La modalità del silenzio-assenso discende dall’art. 1 comma 157 della L. 205/2017 che demanda “alle parti istitutive dei fondi di previdenza complementare la regolamentazione inerente alle modalità di espressione della volontà di adesione agli stessi, anche mediante forme di silenzio-assenso, e la relativa disciplina di recesso del lavoratore.

La legge quindi non prescrive come unica possibilità questa formula, ma rinvia la scelta alle parti istitutive dei fondi pensione, ovvero sempre a Cgil Cisl Uil che, in seguito alla firma del “Patto per l’innovazione del lavoro pubblico”, hanno ottenuto il sostegno del ministro della PA e hanno trasformato quell’“anche” fissato nella legge in un obbligo per i dipendenti pubblici assunti successivamente all’1/1/2019.

Non vogliamo entrare nel merito delle scelte del singolo lavoratore o lavoratrice, ma riteniamo che queste non possano essere imposte in modo surrettizio, favorendo interessi che nulla hanno a che vedere con la garanzia di una futura pensione pubblica e dignitosa.
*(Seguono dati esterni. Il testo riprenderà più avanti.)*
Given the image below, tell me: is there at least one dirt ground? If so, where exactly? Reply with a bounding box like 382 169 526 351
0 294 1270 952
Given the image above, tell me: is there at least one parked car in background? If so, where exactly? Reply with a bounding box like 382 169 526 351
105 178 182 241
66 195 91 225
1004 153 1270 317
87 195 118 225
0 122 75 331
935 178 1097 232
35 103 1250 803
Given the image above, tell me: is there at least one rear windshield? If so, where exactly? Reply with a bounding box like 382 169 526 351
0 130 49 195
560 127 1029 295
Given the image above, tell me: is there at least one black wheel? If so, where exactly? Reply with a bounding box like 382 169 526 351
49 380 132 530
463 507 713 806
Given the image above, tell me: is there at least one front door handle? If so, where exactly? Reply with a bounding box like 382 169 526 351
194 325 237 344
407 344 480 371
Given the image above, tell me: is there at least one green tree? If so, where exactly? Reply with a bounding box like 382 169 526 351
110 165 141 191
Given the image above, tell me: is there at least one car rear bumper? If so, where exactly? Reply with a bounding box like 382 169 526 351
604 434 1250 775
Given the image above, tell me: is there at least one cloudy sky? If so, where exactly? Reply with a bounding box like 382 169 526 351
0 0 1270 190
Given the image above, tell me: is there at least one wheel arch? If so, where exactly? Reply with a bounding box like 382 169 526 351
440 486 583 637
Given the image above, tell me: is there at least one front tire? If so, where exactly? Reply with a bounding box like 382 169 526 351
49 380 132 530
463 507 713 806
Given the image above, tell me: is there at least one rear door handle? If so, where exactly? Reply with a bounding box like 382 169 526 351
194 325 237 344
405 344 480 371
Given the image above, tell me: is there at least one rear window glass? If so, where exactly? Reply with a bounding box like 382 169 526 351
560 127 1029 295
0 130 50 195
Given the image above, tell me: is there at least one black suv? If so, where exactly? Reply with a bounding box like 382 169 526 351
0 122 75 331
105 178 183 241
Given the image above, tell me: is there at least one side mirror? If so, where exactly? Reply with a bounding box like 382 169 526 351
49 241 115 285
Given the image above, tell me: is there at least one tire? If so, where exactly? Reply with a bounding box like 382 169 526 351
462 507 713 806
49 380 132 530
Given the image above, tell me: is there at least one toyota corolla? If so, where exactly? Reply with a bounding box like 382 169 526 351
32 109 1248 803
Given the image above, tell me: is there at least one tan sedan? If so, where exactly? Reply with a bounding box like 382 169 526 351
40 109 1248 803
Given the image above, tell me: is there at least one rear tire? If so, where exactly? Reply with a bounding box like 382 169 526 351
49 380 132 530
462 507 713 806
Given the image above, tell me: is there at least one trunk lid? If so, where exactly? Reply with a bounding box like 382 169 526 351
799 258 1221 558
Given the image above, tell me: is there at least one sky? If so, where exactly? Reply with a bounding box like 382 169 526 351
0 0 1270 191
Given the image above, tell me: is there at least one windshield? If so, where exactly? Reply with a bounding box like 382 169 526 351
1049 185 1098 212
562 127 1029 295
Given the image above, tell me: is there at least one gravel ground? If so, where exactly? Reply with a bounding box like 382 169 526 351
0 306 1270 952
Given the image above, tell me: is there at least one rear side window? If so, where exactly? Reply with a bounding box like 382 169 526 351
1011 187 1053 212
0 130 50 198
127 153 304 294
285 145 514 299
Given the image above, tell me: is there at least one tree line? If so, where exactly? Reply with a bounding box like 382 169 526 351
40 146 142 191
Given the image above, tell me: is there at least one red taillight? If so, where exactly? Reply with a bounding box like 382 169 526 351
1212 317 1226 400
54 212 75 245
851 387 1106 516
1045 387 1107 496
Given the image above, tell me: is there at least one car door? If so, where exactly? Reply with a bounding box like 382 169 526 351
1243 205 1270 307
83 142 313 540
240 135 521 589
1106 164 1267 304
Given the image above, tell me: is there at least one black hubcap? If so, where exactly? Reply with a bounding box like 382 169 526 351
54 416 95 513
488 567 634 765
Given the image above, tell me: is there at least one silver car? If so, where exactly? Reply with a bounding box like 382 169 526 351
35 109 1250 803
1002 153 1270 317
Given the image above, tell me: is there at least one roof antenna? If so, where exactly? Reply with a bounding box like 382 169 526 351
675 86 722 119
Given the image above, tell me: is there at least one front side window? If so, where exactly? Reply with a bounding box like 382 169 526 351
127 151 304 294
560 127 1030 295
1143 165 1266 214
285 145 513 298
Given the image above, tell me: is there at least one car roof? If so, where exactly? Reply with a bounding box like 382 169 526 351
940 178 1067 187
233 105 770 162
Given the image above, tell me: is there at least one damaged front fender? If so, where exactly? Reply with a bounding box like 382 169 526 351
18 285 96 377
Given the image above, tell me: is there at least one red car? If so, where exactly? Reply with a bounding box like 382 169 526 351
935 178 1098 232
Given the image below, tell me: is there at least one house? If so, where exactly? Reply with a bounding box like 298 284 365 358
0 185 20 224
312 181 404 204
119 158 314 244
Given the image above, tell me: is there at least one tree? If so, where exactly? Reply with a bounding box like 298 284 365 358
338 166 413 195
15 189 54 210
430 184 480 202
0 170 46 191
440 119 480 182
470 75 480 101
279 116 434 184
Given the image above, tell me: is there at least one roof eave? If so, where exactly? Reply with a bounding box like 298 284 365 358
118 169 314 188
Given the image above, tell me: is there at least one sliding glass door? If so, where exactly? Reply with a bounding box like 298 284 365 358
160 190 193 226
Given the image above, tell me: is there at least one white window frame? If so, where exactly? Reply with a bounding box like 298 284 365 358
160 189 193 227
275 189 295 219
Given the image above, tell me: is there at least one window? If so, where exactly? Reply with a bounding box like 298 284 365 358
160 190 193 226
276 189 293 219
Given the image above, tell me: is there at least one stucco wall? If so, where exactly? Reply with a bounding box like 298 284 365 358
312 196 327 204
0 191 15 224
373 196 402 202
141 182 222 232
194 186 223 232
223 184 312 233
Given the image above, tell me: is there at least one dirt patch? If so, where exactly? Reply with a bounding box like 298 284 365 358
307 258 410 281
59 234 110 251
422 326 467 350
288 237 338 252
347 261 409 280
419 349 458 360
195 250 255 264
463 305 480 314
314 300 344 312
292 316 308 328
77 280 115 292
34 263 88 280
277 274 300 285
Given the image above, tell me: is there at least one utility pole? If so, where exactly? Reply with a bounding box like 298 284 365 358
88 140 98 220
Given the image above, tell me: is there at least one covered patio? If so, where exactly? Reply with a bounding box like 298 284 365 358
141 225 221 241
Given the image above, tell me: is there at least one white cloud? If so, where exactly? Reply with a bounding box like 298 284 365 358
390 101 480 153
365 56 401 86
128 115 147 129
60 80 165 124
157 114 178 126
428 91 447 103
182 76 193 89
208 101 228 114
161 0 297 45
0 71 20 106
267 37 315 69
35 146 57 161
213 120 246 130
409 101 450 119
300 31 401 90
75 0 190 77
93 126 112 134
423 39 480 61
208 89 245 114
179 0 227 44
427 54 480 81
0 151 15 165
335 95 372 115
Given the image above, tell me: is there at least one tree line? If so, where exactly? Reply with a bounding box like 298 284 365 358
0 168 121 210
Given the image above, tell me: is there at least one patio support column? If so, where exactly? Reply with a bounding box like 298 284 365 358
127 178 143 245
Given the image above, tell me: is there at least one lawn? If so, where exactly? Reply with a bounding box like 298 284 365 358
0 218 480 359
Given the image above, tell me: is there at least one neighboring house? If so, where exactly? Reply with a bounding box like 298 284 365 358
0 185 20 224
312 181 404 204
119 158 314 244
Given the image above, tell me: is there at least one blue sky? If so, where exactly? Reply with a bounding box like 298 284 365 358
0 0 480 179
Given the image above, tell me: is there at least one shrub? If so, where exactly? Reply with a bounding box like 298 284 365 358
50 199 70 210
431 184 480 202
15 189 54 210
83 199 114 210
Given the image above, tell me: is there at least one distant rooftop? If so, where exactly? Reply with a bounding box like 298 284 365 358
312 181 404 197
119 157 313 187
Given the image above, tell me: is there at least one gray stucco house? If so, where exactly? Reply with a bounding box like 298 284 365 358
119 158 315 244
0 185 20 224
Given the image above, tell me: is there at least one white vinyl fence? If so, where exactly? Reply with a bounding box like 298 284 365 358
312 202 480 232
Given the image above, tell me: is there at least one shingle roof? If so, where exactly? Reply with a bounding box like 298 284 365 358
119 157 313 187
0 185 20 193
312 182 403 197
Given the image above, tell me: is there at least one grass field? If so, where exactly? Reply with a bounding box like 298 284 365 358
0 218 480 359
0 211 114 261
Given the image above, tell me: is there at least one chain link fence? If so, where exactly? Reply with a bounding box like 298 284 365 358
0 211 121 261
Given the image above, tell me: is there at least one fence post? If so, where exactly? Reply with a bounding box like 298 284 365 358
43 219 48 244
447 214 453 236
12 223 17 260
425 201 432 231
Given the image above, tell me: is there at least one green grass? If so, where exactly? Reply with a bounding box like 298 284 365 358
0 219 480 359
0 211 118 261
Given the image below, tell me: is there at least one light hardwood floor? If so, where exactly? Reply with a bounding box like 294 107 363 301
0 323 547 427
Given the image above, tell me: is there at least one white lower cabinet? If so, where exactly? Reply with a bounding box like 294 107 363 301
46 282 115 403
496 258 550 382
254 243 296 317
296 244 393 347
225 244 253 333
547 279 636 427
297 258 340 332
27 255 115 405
Il sistema pensionistico deve essere pubblico, così come il TFS o TFR dei lavoratori pubblici, che non può essere scippato grazie ad accordi raggiunti durante una cena a casa di un ministro.

Il fallimento della previdenza complementare è sotto gli occhi di tutti ed è necessario combattere per garantire pensioni dignitose a tutti i lavoratori, dichiarando da subito una fortissima opposizione a chi, di fronte al fallimento, non sa fare altro che agire con protervia ed arroganza.